The real issue hit when we needed to debug a user complaint from three days ago. Which prompt version were they on? Had we changed it since? We were git-blaming Python strings to figure out what happened.
Prompts need version control, but not the kind you get from Git. They need runtime versioning: tracking which version ran for which user, when, and what it produced. Treating prompts as just another config string doesn't cut it. They're more like feature flags that directly affect user experience.
Tracing
Our first approach was to log everything: prompt, response, timestamp, user ID. It worked fine when we had one LLM call per request. Then we added a second call to refine the output. Then a third to validate it. Suddenly our logs were a mess of interleaved entries with no clear connection.
When a user reported a bad output, we'd grep through logs trying to reconstruct what happened. Which call failed? What was the intermediate state? How long did each step take? We were doing forensics on every issue.
Distributed tracing solved this. It's the same concept backend engineers use for microservices: group related operations under one trace ID. Each LLM call becomes a span, preserving the full context of what happened. You see the entire chain from user input to final output, including timing and failures.
Evals
Tracing tells you what happened. Evals tell you if it was any good.
We started simple: thumbs up/down buttons. Useful, but only 2% of users clicked them. We needed something that ran automatically. So we built evaluators.
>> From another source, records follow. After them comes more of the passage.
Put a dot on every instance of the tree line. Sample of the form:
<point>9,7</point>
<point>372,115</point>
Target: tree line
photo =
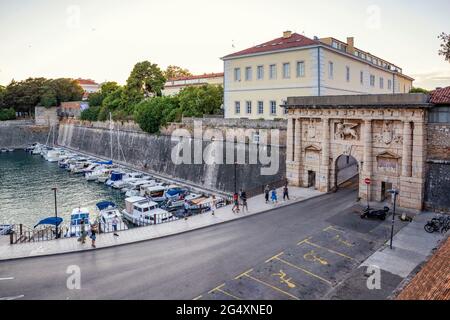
<point>141,99</point>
Some were rule-based (did the output include required fields?), others used LLMs to judge quality (is this response helpful and on-topic?).
The key was running evals in production, not just in tests. Every output got scored. When we changed a prompt, we could compare scores before and after. Drop in quality? Roll it back. Improvement across the board? Ship it confidently.
This closed the loop. We weren't just collecting traces, we were learning from them.
Putting It Together
We could have built all this ourselves: a prompt registry, tracing infrastructure, eval pipelines. But honestly, we just wanted to ship our actual product. So we used Langfuse, which handles this stuff out of the box.
It's not perfect, but it connected the pieces: prompts link to traces, traces link to evals, and everything is queryable. When something breaks, we can trace it back. When we improve something, we can measure it. That's really all we needed.
The difference between before and after is simple: we went from guessing if our LLM features worked to actually knowing. Not everything needs to be mysterious just because there's a language model involved.